To help meet those needs and improve the performance of next-generation electric pickups, Ford is building BlueOval City, an EV and battery manufacturing center in Tennessee, and BlueOval SK, a battery park in Kentucky with two production plants. The three facilities will produce 43 GWh of capacity each when they come online in 2025, and the total investment is more than $11 billion, with $7 billion coming directly from Ford.

 

In addition to their battery capacity output, the facilities are focused on sustainability in their construction and operation, with goals of carbon neutrality and zero waste to landfill. They will be largely powered by renewable energy, part of the company’s investment in renewables that includes an agreement to purchase enough renewable energy to meet all its energy needs for its vehicle manufacturing in Michigan.

 

“A goal isn’t really anything unless there’s a plan,” Ford President and CEO Jim Farley said in the announcement of the renewable energy agreement. “Today is an example of what it looks like to get off our butts, do something about it, and take action.”

 

In addition to Ford, several other major auto manufacturers have announced their own battery facility projects: GM in Ohio and Tennessee, Toyota in North Carolina, and Volkswagen in Tennessee.

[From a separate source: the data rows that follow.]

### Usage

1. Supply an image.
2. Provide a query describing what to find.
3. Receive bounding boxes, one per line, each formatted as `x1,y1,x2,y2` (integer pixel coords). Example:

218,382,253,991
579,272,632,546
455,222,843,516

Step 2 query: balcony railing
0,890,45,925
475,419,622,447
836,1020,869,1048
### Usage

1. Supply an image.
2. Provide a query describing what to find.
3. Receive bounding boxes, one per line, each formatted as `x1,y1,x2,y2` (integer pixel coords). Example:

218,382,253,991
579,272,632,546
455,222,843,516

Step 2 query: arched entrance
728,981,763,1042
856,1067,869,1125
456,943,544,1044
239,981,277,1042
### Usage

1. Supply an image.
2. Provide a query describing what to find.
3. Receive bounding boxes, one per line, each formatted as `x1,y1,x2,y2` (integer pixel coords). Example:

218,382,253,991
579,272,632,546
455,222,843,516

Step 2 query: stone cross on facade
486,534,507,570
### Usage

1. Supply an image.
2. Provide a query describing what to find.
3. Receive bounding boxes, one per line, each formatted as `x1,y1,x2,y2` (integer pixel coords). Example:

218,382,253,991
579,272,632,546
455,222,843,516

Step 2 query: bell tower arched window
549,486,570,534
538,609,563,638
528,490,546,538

In addition, manufacturers such as LG Energy Solution, Stellantis, and SK Battery America have announced projects either in conjunction with manufacturers or as stand-alone plants that will supply automotive batteries.

A number of manufacturers—automotive and non-automotive—are currently building or have announced projects for new battery plants to help meet consumer demand.

Charging infrastructure

 

Batteries are a critical component of the EV transformation, but charging infrastructure is needed as well. While gas stations abound throughout the country, charging stations—while rapidly becoming more common—are still harder to find.

 

In an interview with the Washington Post, Jeff King, head of climate, energy, and air programs at the Metropolitan Washington Council of Governments, pointed out that consumers have been waiting for EVs to offer sufficient range to meet their needs before fully embracing the technology.

 

“A couple of years ago, it made sense that consumers didn’t want to get into the EV business because the cars could only go 80 miles,” said King. “And it took essentially a day to recharge them. Things are different now. Some of these cars can go 300 or 400 miles. There are high-capacity charging systems that can charge your car in nearly 10 minutes. So, it’s getting to the point of being just like filling up the gas tank.”

 

Companies such as Tesla and Ford are investing in the creation of an EV charging network as expansive as gas stations are for ICE vehicles. Tesla has more than 45,000 Superchargers in its network, which can add up to 200 miles of range in 15 minutes. Ford’s BlueOval charging network is even larger, with more than 75,000 chargers available. And, of course, consumers can install their own chargers at home, allowing for overnight charging to ensure daily driving demands are met.

 

Investments in a robust charging network and improved battery capacity and technology development prove one thing: EVs are here to stay, and the market for them will only continue to grow. As vehicles such as the F-150 Lightning become more mainstream, there will be options available for all consumer needs, ranging from daily driving to hauling and towing. The amount of money and engineering expertise being invested in electric vehicles makes their future nearly limitless and all but guarantees that the automotive market of 2035 will look entirely different from that of a few years ago and even today.

"Investments in a robust charging network and improved battery capacity and technology development prove one thing: EVs are here to stay, and the market for them will only continue to grow."

    Some opinions expressed in this article may be those of a contributing author and not necessarily Gray.